Paris Saint-Germain
- President: Francis Borelli
- Manager: Georges Peyroche
- Stadium: Parc des Princes
- Ligue 1: 5th
- Coupe de France: Round of 32
- Top goalscorer: League: Dominique Rocheteau (16) All: Dominique Rocheteau (18)
- Average home league attendance: 22,969
| Home colours | Away colours |
- ← 1979–801981–82 →

= 1980–81 Paris Saint-Germain FC season =

11th season of Paris Saint-Germain FC

The 1980–81 season was the 11th season in the history of Paris Saint-Germain FC. PSG played their home league matches at the Parc des Princes, attracting an average of 22,969 spectators per match. The club's president was Francis Borelli, and the team was managed by Georges Peyroche, with Dominique Bathenay serving as captain. PSG finished fifth in Ligue 1 and reached the round of 32 in the Coupe de France. Dominique Rocheteau was the team's top scorer, netting 18 goals in all competitions, including 16 in the league.

==Players==

===Squad===

Players who featured in at least one official match for the club.
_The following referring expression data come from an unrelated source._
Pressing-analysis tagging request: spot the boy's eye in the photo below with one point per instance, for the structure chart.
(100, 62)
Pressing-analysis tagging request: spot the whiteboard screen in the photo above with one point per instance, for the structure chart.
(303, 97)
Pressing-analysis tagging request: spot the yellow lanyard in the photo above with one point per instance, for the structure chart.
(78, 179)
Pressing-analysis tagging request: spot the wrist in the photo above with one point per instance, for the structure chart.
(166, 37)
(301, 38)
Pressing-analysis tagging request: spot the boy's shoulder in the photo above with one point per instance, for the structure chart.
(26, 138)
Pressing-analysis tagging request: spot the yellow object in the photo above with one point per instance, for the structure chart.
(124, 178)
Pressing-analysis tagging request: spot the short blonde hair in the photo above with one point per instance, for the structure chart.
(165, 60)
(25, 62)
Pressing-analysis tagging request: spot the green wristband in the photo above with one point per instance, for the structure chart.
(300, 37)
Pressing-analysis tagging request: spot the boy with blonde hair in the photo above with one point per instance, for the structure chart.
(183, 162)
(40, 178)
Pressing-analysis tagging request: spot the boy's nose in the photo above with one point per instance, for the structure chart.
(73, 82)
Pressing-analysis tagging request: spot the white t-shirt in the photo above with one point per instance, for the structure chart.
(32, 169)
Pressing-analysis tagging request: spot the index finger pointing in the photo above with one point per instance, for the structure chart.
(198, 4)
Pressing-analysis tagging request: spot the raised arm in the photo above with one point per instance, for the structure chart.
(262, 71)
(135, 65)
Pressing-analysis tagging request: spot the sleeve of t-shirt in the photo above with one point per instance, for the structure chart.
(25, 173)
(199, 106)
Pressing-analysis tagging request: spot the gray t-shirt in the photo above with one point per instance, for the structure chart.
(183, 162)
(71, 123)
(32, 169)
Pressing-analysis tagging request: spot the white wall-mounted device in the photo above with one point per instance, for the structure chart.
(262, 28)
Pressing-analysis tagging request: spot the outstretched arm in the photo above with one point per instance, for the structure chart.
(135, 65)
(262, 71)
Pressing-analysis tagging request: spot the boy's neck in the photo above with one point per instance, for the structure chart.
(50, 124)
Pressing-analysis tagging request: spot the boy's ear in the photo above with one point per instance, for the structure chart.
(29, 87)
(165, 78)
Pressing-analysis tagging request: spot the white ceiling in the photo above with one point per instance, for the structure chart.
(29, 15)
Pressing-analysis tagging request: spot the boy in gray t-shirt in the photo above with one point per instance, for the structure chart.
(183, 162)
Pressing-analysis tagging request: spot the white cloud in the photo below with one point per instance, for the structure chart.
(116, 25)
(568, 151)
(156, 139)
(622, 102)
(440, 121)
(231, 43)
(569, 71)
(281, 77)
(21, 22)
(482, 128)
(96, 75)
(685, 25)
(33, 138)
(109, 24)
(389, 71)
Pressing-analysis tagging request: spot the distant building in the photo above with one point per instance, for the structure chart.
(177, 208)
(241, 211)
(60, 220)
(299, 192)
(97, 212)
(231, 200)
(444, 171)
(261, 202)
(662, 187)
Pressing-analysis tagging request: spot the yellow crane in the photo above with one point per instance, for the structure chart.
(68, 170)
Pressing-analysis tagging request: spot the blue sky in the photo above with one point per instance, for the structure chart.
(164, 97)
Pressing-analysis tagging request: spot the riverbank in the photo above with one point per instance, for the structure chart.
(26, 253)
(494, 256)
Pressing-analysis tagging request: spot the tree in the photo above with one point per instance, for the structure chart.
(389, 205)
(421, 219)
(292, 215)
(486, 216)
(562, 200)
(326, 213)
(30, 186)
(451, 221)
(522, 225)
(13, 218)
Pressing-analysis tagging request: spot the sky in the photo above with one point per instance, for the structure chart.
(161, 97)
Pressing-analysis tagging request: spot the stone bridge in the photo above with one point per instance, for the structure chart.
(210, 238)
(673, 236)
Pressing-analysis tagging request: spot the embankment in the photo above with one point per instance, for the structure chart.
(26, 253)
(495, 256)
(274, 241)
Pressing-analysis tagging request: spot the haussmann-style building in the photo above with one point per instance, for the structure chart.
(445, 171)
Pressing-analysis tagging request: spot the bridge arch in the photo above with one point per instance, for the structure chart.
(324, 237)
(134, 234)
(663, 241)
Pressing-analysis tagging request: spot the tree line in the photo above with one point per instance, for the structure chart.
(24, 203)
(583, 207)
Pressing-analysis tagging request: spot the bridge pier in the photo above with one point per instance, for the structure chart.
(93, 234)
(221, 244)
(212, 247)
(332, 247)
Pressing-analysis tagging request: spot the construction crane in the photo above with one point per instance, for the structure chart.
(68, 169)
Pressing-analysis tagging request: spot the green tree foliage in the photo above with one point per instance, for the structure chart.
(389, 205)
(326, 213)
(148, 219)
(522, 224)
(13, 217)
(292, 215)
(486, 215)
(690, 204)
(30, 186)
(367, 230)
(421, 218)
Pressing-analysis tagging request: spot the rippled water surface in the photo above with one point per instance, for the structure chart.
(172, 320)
| No. | Pos. | Nation | Player |
|---|---|---|---|
| — | GK | FRA | Dominique Baratelli |
| — | DF | FRA | Dominique Bathenay (captain) |
| — | DF | FRA | Éric Renaut |
| — | DF | FRA | Thierry Morin |
| — | DF | FRA | Didier Toffolo |
| — | DF | FRA | Jean-Marc Pilorget |
| — | DF | FRA | Philippe Col |
| — | DF | FRA | Antoine Garceran |
| — | MF | FRA | Jean-Claude Lemoult |
| — | MF | FRA | Luis Fernandez |

| No. | Pos. | Nation | Player |
|---|---|---|---|
| — | MF | ALG | Mustapha Dahleb |
| — | MF | BRA | Abel Braga |
| — | MF | FRA | Jean-Noël Huck |
| — | FW | FRA | François Brisson |
| — | FW | FRA | Dominique Rocheteau |
| — | FW | CHA | Nambatingue Toko |
| — | FW | SEN | Boubacar Sarr |
| — | FW | FRA | Jean-François Beltramini |
| — | FW | FRA | Bernard Bureau |

===Out on loan===

Players who were loaned out to other clubs during the season.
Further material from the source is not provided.